Mariana se tomó su tiempo para hacerle la radiografía de rigor. Empezó por el rostro, arrastrando la mirada por su color de labios. Prosiguió por el corte de su vestido y finalizó con sus zapatos, a los que dedicó una sonrisa entre la tolerancia y el desprecio que rápidamente enterró en el semblante sereno y compungido que exigían las circunstancias. Les indicó que tomaran asiento. Se acomodaron en un sofá de piel y Mariana eligió una silla, que acercó a la mesita donde reposaba una bandeja con una tetera humeante y tres tazas, que procedió a llenar. Alicia calibró la sonrisa impostada tras la que se parapetaba doña Mariana y pensó que la eterna guardiana de Valls destilaba un aura maliciosa a medio camino entre hada madrina y mantis religiosa de voraz apetito.

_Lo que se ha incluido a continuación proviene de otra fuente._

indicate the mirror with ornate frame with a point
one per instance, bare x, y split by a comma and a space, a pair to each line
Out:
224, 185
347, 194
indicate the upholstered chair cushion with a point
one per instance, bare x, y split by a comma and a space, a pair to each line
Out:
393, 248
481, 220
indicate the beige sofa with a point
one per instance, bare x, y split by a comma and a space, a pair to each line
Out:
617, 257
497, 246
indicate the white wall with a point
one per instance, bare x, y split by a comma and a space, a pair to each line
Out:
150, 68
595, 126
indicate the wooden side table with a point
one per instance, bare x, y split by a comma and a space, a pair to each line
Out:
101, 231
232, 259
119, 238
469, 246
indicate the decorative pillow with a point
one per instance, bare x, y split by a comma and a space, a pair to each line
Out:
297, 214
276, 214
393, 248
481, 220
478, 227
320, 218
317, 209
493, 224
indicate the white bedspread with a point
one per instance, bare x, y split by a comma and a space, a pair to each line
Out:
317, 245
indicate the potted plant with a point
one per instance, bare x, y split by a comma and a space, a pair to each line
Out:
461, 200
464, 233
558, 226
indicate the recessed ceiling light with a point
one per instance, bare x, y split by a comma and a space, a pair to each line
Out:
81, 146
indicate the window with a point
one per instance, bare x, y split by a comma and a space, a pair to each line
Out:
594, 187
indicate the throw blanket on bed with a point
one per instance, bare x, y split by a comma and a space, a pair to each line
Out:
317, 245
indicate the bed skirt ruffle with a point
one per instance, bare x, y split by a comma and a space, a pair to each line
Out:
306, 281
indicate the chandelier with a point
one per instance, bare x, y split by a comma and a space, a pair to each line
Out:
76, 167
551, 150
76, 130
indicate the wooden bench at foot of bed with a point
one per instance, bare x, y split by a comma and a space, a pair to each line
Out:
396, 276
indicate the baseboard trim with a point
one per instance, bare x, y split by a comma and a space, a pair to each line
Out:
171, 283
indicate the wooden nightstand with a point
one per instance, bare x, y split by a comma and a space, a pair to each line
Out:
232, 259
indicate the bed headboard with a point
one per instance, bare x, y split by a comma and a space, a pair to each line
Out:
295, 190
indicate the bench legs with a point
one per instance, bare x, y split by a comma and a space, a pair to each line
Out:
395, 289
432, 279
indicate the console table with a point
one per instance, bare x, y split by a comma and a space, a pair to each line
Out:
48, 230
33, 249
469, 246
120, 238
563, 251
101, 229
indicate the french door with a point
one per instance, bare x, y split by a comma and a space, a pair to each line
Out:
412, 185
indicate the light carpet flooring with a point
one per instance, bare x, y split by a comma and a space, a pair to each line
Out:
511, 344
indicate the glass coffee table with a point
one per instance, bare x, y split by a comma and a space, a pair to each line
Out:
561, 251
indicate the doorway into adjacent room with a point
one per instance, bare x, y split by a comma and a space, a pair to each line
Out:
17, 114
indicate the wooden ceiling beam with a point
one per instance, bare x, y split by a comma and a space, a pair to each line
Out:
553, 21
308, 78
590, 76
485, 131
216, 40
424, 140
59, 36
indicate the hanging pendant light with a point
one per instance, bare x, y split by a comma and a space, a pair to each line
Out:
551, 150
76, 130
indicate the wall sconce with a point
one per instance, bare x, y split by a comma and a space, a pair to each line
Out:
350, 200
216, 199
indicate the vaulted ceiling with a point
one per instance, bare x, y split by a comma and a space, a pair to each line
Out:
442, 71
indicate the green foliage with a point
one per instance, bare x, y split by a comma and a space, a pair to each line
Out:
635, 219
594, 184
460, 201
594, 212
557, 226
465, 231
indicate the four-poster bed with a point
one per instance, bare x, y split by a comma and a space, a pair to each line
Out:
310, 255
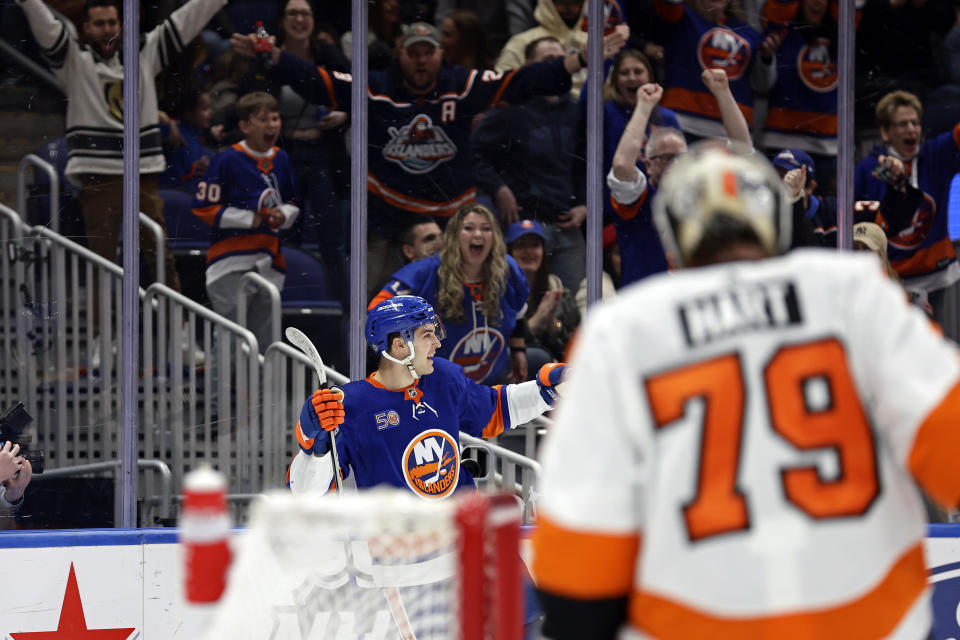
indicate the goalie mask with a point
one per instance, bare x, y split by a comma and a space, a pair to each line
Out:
400, 315
711, 190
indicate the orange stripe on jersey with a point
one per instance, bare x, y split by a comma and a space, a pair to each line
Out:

—Ustedes dirán en qué puedo ayudarlos. He hablado con tantos de sus colegas en los últimos días que ya no sé si habrá algo que no les haya dicho ya.

—Le agradecemos su paciencia, doña Mariana. Somos conscientes de que son momentos difíciles para la familia y para usted —aventuró Alicia.

La aludida asintió con ademán paciente y sonrisa de escarcha, el aire de fiel servidora estudiado a la perfección. Sus ojos, sin embargo, traicionaban un gesto de irritación al tener que tratar con subalternos de medio pelo. El modo en que dirigía la mirada principalmente a Vargas y evitaba reparar en Alicia denotaba un punto adicional de desdén. Alicia decidió ceder la iniciativa a Vargas, a quien no se le había escapado el detalle, y escuchar.

—Doña Mariana, del atestado y su declaración a la policía se desprende que fue usted quien primero alertó de la ausencia de don Mauricio Valls...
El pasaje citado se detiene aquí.